How to Understand Your Market Value, So You Know Exactly What to Ask For
If you experience anxiety while looking over your bank statement each month, you’re not alone. Money worries plague most professionals (especially those with student debt to pay back), yet only half of us are willing to ask for more compensation at work.
In fact, according to a survey SoFi conducted last July, more than 50% of young, college-educated professionals do not negotiate salary for new or existing jobs. That means half of us believe a pay increase is not worth the discomfort we might feel in approaching a salary negotiation. But long-term gains are definitely worth the initial test of nerves. Here’s why.
The Proof Is in the Paycheck
Let’s take Meg and Paige, for instance, each starting work at similar jobs in the same company when they’re 22. Both receive a starting salary of $75K, and each performs well for the company over a period of eight years.
Each year, the company offers a standard 3% raise to employees. Meg manages to negotiate increases of 2% more than that, realizing a 5% hike each year. Paige decides negotiating isn’t worth it, and receives just the 3% yearly salary bump year over year.
Based on the 2% difference between their annual increases, Meg is earning almost $5,000 more than Paige by her third year of employment. By year eight, Meg’s total earnings at the company trump Paige’s by nearly $50,000.
Just think about what can be done with Meg’s extra $50K! Remember, too, that Meg and Paige can still work approximately 32 more years, accruing a lifetime of rewards just by asking for a raise.
A little bit of negotiation now can make a big difference in your long-term earnings. The key is knowing how much you should ask for in salary negotiations.
Setting Your Target Salary
While it used to be considered taboo to discuss pay openly, times have changed—and smart negotiators have caught on.
While 49% of respondents in the survey dig into salary data using online platforms such as Glassdoor and PayScale, 63% who are making over $150K a year prefer to consult with others in their network, such as current and former colleagues.
The potential boon there? People close to your work situation might also be able to offer more accurate figures for your particular setting. Enlist the help of your former colleagues (and current colleagues, when appropriate) and those in your network as you set out to determine a target salary to fuel your negotiation fire.
Just remember: When broaching the salary subject with colleagues, keep the focus on yourself instead of asking directly about their earnings. Say you’re talking about house shopping, for instance. As everyone groans collectively about rising prices, bring up that you’re thinking of asking for a raise—“I’m hoping for an increase to somewhere between $92K and $94K. Does that sound about right to you?” Their responses should let you know if you’re aiming too high to too low for your company, and you won’t have to ask them to reveal what they earn directly.

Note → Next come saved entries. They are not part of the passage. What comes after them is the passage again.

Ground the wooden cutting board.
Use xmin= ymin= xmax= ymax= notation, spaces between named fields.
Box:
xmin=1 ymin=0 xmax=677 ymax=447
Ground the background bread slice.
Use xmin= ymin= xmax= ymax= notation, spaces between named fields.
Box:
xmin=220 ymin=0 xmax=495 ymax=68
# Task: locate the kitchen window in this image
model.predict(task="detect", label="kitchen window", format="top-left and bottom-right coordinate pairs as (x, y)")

After gleaning an idea of the salary norms, consider personal factors. Why should the company value you more in the future? Have you attended trainings or received certifications? More importantly, do you have plans for how you can use these new skills at work? If you’re unsure just how much more these accomplishments and ambitions could earn for you, a consultation with a professional career advisor can help bring you up to speed.
Whether you scour the web, phone a friend, or ask an expert, defining your market value—and then seeking it out—is well worth the investment. Both Meg and Paige did well at their jobs, but Meg ended up with a substantial stash more thanks to her tenacity and courage during review time.
In the same way you work hard day in and day out, always negotiate for higher salary offers and raises. If you ask for more, you’ll likely receive more. Go after it!